O prefeito de Aracaju, Edvaldo Nogueira, assinou na manhã desta quinta-feira (8) um decreto estabelecendo horários alternados para o funcionamento das atividades consideradas não essenciais na capital sergipana. A medida visa reduzir a concentração de pessoas em ambientes públicos para evitar a disseminação da covid-19 e começa a valer na próxima segunda-feira, dia 12.

Conforme o decreto, comércio e demais atividades empresariais no Centro devem funcionar de segunda a sexta-feira de 9h às 18h. Nos demais bairros, de 10h às 19h, incluindo shoppings e supermercados. Os mercados públicos devem abrir de 6h às 15h. Os bancos poderão funcionar de 9h às 15h.

Desde o começo desta semana, a alternância de funcionamento já vem sendo adotada nas repartições públicas da Prefeitura Municipal.
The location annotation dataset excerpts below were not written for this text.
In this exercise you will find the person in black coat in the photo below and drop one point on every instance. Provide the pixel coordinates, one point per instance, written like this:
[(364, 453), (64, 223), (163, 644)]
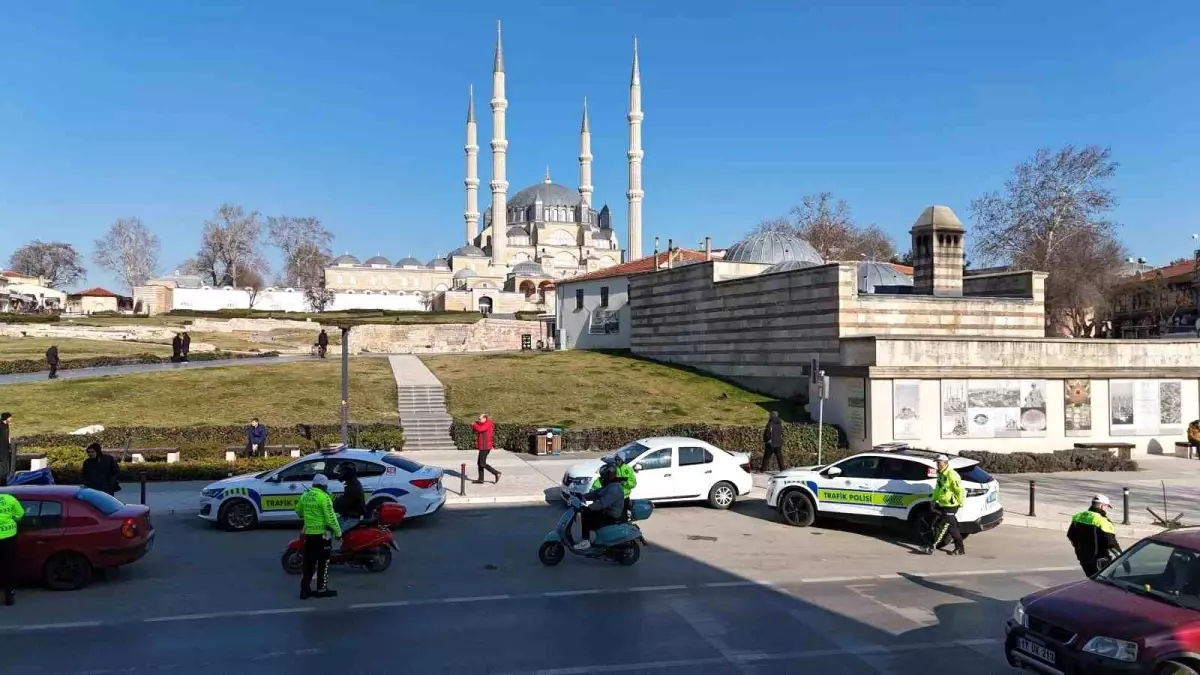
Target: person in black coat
[(773, 441), (52, 358), (100, 471)]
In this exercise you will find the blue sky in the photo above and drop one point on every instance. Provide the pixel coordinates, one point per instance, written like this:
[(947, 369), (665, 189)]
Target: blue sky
[(354, 113)]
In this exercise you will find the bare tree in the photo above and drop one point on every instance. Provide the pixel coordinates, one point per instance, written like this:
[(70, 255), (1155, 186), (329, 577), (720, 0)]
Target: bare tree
[(130, 251), (229, 246), (57, 262), (304, 244), (1051, 217), (826, 223)]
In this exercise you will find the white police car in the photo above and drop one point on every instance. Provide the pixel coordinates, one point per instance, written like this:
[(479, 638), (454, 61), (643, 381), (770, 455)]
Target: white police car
[(885, 485), (270, 496)]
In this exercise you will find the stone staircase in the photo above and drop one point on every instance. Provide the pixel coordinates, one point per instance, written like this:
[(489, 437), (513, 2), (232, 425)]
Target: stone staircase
[(423, 406)]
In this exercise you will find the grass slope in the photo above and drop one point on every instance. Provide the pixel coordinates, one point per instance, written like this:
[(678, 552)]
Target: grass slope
[(588, 389), (279, 394)]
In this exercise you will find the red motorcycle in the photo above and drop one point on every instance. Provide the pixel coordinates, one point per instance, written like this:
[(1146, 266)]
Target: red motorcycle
[(369, 544)]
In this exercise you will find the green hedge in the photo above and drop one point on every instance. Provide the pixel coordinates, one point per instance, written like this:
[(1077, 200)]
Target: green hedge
[(799, 440), (12, 317), (40, 365), (1074, 459), (216, 438)]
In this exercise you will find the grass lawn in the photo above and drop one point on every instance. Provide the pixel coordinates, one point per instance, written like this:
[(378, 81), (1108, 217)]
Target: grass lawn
[(17, 348), (279, 394), (591, 389)]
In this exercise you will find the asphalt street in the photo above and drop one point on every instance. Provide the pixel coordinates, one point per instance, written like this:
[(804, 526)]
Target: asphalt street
[(715, 593)]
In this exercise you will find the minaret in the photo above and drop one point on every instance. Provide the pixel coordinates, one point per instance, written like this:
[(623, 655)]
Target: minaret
[(635, 192), (472, 214), (585, 165), (499, 156)]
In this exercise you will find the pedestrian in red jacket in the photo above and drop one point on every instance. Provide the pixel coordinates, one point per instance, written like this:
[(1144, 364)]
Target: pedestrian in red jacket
[(484, 429)]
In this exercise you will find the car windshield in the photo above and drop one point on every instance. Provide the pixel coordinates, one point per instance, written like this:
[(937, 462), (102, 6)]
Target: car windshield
[(1159, 571), (102, 502), (630, 452)]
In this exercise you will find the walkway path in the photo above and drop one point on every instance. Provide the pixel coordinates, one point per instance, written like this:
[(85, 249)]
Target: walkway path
[(83, 372), (423, 405)]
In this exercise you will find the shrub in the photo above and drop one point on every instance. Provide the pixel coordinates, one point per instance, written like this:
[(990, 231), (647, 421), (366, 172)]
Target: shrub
[(39, 365), (12, 317), (799, 440), (1075, 459)]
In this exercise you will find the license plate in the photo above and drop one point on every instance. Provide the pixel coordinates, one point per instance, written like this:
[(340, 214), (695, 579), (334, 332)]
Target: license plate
[(1033, 649)]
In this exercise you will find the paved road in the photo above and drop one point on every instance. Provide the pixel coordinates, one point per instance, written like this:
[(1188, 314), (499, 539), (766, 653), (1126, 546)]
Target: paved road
[(717, 592)]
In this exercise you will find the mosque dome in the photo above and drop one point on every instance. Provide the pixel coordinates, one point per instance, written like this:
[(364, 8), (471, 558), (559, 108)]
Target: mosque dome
[(773, 248), (871, 275), (469, 251)]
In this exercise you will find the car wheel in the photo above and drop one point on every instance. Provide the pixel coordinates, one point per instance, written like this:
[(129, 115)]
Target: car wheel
[(723, 495), (551, 553), (238, 515), (293, 561), (797, 508), (66, 572)]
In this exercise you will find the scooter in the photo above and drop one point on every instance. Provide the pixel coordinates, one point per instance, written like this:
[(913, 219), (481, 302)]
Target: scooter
[(621, 543), (369, 544)]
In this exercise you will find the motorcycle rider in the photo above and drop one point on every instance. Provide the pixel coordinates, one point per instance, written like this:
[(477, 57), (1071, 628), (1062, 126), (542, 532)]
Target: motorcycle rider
[(1093, 536), (319, 523), (351, 506), (948, 497), (605, 506)]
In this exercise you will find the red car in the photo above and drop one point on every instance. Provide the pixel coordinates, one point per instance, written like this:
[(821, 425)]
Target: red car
[(1139, 615), (69, 532)]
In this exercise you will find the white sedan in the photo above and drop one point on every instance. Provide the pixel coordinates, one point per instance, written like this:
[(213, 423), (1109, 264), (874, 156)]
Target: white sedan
[(270, 496), (672, 470)]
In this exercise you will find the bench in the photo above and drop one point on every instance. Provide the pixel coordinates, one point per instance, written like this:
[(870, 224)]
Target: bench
[(1122, 451)]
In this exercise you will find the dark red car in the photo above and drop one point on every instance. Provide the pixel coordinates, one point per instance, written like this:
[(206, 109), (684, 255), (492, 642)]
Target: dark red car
[(1140, 615), (69, 532)]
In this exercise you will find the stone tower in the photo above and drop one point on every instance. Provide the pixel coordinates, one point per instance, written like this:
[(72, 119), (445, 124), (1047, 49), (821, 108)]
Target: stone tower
[(635, 192), (499, 159), (586, 161), (937, 257), (472, 148)]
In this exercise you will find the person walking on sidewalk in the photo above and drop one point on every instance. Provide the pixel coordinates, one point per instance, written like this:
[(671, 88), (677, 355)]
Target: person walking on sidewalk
[(1093, 536), (773, 441), (484, 430), (321, 527), (948, 497)]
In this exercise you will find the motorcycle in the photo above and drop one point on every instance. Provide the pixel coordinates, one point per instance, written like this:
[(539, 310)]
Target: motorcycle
[(621, 543), (369, 544)]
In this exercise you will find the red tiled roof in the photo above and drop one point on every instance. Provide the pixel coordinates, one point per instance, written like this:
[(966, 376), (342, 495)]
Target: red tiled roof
[(639, 266), (96, 293)]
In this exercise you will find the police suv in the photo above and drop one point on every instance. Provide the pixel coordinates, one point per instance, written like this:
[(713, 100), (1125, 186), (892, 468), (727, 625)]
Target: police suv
[(270, 496), (888, 484)]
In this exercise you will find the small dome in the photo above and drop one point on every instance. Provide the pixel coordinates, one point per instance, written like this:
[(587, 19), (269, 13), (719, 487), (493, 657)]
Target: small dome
[(772, 248), (787, 266), (871, 275), (469, 251), (528, 268)]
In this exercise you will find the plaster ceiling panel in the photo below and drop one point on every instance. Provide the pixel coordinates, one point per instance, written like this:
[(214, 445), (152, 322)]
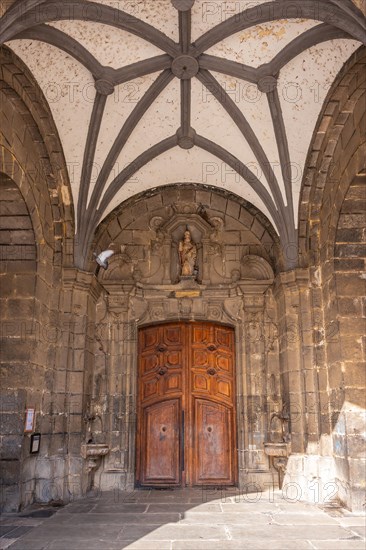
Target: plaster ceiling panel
[(254, 106), (158, 13), (303, 86), (259, 44), (206, 15), (192, 165), (69, 90), (210, 120), (110, 46), (160, 121), (119, 106)]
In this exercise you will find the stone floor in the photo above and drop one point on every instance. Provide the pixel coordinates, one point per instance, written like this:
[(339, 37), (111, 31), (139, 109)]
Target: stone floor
[(190, 519)]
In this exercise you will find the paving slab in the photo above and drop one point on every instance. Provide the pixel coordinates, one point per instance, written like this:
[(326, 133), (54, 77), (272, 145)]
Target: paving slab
[(262, 544), (193, 521)]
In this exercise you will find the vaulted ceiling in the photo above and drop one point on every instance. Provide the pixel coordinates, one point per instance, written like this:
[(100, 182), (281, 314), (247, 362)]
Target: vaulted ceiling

Confira aqui. 

As restrições para bares, restaurantes, comércios, salões de beleza, templos religiosos e praias aos finais de semana estão mantidas.

O transporte público que atende a Região Metropolitana permanece tendo a frota reduzida a partir das 20h e o encerramento das atividades às 22h, retomando a circulação às 5h da manhã, por conta do toque de recolher vigente em todo o Estado. "A expectativa é reduzir cerca de 30% do fluxo nos ônibus em horários de pico porque 100% da frota estará circulando", disse Edvaldo.

O escalonamento de atividades comerciais e serviços já vinha sendo discutido há mais de duas semanas, principalmente, por conta das frequentes aglomerações no transporte público em horários de pico.

A sobrecarga das redes pública e privada de saúde na capital é o principal motivo para a adoção do revezamento no período de abertura das atividades econômicas. Conforme o último boletim da Secretaria de Estado da Saúde, 27 pessoas estavam à espera da liberação de um leito de UTI nos dois Hospitais Municipais. Já na rede privada, 10 pacientes estão esperando uma vaga.

No ano passado, as atividades consideradas não essenciais ficaram suspensas por três meses na capital sergipana, entre março e junho. Este ano, alguns setores estão sendo impactados há um mês com a limitação de horário e ocupação, além do fechamento aos finais de semana, como é o caso de bares e restaurantes.